Em Porto Alegre, por exemplo, a Vigilância em Saúde vem estimando que serão necessárias 180 mil doses para vacinar a população entre os 50 e os 59 anos. É uma atualização da faixa etária que consta no Censo de 2010 (175.030 habitantes). Mas é bruta, já que não detalha quanto deste total já recebeu o imunizante como profissional da saúde ou portador de comorbidade.

Para informar quais as fatias de população já se vacinaram e comparar graus de eficiência seja entre cidades ou estados, muitas administrações lançaram na Internet páginas com dados atualizados diariamente, as vezes mais de uma vez ao dia, os vacinômetros. Eles, contudo, usam parâmetros diferentes, que, na prática, dificultam comparações. No RS, por exemplo, o vacinômetro do governo do Estado dá destaque para o percentual de pessoas vacinadas dentro dos grupos prioritários, e não da população em geral. No da Capital, o destaque vai para o percentual dos que receberam as doses entre a população de 18 anos ou mais.
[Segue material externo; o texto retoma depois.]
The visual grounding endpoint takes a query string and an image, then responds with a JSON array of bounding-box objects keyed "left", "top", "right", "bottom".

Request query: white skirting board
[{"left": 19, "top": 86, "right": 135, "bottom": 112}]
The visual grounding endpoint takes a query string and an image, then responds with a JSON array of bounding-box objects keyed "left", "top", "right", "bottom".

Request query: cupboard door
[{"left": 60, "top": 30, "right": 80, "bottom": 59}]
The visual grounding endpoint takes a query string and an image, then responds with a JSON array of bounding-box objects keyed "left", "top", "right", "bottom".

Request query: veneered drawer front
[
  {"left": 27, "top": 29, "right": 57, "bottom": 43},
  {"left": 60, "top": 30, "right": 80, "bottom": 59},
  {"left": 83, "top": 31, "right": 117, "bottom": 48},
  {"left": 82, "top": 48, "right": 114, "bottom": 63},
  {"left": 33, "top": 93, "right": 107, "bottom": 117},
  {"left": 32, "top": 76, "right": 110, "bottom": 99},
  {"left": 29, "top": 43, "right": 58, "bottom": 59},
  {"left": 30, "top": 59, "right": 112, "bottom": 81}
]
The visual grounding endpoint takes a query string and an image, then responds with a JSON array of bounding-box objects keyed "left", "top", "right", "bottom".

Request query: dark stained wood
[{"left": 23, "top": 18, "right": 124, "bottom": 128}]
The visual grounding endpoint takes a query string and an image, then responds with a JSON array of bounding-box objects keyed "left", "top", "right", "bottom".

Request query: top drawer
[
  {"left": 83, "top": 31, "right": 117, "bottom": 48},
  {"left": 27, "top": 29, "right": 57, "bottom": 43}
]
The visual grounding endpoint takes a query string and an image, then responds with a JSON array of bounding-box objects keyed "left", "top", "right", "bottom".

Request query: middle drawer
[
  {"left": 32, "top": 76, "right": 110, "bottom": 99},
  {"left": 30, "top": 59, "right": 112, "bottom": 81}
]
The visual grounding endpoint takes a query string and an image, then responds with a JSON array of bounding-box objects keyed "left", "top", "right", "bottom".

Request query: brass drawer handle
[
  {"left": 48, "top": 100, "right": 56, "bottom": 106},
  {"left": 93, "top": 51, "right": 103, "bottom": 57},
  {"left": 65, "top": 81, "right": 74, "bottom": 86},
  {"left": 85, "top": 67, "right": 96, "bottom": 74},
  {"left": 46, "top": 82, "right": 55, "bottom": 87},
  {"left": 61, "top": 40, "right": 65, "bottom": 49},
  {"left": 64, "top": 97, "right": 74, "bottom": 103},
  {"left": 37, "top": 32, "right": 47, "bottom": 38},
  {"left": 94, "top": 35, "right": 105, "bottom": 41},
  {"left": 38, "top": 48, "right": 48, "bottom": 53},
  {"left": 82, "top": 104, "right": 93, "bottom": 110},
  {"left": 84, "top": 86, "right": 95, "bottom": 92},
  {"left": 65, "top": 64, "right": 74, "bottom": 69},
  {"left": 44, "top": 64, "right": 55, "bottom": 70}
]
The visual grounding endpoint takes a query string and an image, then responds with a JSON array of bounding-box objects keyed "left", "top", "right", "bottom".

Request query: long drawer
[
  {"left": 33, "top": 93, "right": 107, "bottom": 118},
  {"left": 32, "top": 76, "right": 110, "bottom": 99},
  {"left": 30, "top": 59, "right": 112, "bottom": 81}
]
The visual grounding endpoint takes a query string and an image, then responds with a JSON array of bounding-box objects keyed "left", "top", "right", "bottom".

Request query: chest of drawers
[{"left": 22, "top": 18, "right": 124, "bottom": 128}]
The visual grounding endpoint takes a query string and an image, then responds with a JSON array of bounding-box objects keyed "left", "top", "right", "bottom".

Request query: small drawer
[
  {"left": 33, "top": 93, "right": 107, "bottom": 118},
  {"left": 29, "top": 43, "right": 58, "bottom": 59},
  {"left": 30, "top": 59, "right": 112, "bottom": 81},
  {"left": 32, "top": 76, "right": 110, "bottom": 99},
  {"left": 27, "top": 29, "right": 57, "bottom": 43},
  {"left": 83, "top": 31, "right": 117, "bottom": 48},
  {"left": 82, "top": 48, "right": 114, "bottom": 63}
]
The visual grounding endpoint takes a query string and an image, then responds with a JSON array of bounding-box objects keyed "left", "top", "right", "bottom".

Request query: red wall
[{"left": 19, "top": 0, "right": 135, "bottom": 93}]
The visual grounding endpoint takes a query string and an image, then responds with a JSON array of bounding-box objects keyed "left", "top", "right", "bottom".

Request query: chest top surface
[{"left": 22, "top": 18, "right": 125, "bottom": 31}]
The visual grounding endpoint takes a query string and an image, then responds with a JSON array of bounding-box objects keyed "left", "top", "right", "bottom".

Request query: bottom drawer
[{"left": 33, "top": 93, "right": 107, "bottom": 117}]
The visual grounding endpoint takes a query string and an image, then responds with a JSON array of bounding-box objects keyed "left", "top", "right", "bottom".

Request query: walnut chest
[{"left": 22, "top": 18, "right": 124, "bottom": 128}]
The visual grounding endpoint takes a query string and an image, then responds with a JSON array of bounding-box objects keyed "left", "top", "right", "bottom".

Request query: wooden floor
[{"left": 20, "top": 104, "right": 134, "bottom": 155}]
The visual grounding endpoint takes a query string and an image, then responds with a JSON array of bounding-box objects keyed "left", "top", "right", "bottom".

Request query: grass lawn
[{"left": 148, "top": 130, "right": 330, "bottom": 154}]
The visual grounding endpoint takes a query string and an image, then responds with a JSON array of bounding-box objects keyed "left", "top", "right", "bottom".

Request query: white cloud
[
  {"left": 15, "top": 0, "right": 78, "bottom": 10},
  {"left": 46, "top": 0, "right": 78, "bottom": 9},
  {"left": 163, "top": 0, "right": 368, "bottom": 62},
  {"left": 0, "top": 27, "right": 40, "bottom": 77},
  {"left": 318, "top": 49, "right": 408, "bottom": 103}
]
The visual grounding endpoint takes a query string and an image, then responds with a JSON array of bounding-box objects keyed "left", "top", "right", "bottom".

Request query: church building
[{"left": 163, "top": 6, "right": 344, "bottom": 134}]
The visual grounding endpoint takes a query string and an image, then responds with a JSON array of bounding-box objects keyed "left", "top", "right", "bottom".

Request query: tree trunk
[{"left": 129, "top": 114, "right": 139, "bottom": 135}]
As idas e vindas em anúncios de decisões sobre grupos a serem imunizados também ainda são uma constante. Como o debate, a nível estadual, que envolve hipertensos. Na quarta-feira, a Comissão Intergestores Bipartite (CIB), formada por Estado e municípios, havia decidido liberar a imunização de hipertensos leves nos grupos prioritários. Mas, no dia seguinte, o Estado voltou atrás e agora avalia a questão. Porque, se aumentar o grupo dos hipertensos, tende a deixar mais lento o avanço da vacinação por faixa etária. E corre o risco de ver se multiplicarem as receitas apresentadas por pessoas tanto mais jovens como sem comorbidades de fato. Em Porto Alegre, as incertezas e informações divergentes sobre o início da imunização por faixa etária e o quantitativo de habitantes a serem vacinados marcaram a semana. Até agora foram feitas pelo menos três projeções diferentes sobre o número de pessoas com 59 anos.
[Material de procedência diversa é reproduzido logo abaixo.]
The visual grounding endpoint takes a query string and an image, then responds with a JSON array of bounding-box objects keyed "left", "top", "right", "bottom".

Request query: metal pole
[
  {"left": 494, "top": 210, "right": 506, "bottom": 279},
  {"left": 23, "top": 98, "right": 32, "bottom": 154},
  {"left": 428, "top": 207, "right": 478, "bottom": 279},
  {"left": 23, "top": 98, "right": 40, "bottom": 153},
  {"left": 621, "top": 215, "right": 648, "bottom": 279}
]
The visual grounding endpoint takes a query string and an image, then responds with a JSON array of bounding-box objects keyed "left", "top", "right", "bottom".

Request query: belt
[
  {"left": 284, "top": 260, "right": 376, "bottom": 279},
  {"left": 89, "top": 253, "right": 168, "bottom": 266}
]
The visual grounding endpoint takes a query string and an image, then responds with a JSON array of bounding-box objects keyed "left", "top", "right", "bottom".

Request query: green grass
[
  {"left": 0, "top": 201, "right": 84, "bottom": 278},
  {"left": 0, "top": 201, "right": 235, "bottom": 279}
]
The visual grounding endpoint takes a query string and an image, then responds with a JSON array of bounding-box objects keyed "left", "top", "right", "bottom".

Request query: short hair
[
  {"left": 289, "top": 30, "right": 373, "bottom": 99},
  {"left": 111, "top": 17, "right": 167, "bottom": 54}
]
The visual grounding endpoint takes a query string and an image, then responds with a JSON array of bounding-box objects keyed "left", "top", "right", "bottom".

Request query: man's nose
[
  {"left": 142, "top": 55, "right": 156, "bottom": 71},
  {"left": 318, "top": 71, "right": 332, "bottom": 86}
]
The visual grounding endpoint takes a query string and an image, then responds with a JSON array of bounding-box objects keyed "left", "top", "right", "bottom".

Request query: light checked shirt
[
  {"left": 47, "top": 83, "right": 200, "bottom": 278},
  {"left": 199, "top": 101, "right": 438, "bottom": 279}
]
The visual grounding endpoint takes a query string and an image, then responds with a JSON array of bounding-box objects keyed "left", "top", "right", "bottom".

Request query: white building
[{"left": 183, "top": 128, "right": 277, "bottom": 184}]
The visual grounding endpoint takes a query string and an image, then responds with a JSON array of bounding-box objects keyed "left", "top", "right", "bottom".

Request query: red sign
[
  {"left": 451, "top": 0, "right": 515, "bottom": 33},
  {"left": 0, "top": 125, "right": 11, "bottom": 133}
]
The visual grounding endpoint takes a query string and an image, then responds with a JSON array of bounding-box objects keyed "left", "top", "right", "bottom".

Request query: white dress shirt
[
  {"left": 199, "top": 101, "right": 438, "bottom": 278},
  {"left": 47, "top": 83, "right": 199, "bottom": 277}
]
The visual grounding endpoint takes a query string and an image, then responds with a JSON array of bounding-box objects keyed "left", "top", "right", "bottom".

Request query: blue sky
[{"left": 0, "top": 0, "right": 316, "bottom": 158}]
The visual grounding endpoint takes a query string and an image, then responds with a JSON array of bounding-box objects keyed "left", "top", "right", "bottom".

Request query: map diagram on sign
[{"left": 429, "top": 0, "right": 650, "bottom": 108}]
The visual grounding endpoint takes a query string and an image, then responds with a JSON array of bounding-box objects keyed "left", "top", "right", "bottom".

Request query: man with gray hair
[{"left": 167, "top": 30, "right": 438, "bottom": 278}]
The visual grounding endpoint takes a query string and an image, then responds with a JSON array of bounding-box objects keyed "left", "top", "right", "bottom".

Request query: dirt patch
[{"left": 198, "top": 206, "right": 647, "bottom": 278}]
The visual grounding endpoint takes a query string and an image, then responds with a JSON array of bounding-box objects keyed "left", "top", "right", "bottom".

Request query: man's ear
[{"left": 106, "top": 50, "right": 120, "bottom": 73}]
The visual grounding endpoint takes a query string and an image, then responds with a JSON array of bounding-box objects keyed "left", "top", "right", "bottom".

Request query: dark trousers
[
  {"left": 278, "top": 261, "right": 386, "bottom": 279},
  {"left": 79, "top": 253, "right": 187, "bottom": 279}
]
“Protagonismo na política de saúde os municípios têm desde a descentralização do sistema. O que mudou agora é que não há o agente coordenador. Um dos problemas disto, do ponto de vista nacional, é que fica mais difícil gerar sinergia. Mas, do ponto de vista local, de cada município, o governo deve agir para lidar com a situação, sob o risco de perder legitimidade e criar mais tensão social”, alerta a professora Luciana Leite Lima, do Programa de Pós-graduação em Políticas Públicas e do Departamento de Sociologia da Ufrgs.

Mudança

As novas diretrizes da imunização contra a Covid-19 foram oficializadas pelo Ministério da Saúde há uma semana, permitindo a retomada da imunização por idade de forma concomitante a dos 28 grupos prioritários estabelecidos anteriormente. A mudança ocorreu por pressão de muitos prefeitos e alguns governadores país afora, que, observando o que ocorria na ponta do sistema, já haviam começado a anunciar calendários por faixa etária, independente do que previa o plano federal. Foi o que fizeram, ainda em maio, o governador de São Paulo, João Dória (PSDB), e o prefeito do Rio de Janeiro, Eduardo Paes (PSD). No RS, que não teve papel relevante nessa pressão, alguns prefeitos se organizaram rapidamente após a alteração no PNI, e o governo formata agora um calendário estadual.

Após o fim do Sistema de Distanciamento Controlado e do que uma parcela dos especialistas já aponta como fracasso do modelo que o substituiu, o Sistema 3As de Monitoramento, parte dos gestores municipais e da oposição avalia que o anúncio de um calendário estadual vai funcionar mais como uma forma de o governo estadual mostrar que não está a parte do debate nacional do que ter efeito concreto sobre as estratégias desenvolvidas em cada município. “Como o SUS é descentralizado, as unidades de saúde são municipais e a aplicação das imunizações cabe aos municípios, na prática, o que o Estado vai fazer, a esta altura, é anunciar o que já está sendo feito pelas cidades”, afirma o deputado estadual Pepe Vargas (PT), que integra a Comissão de Saúde da Assembleia Legislativa e coordenou, no início deste ano, a comissão temporária formada no Legislativo para acompanhar o planejamento das ações de imunização contra o coronavírus no RS.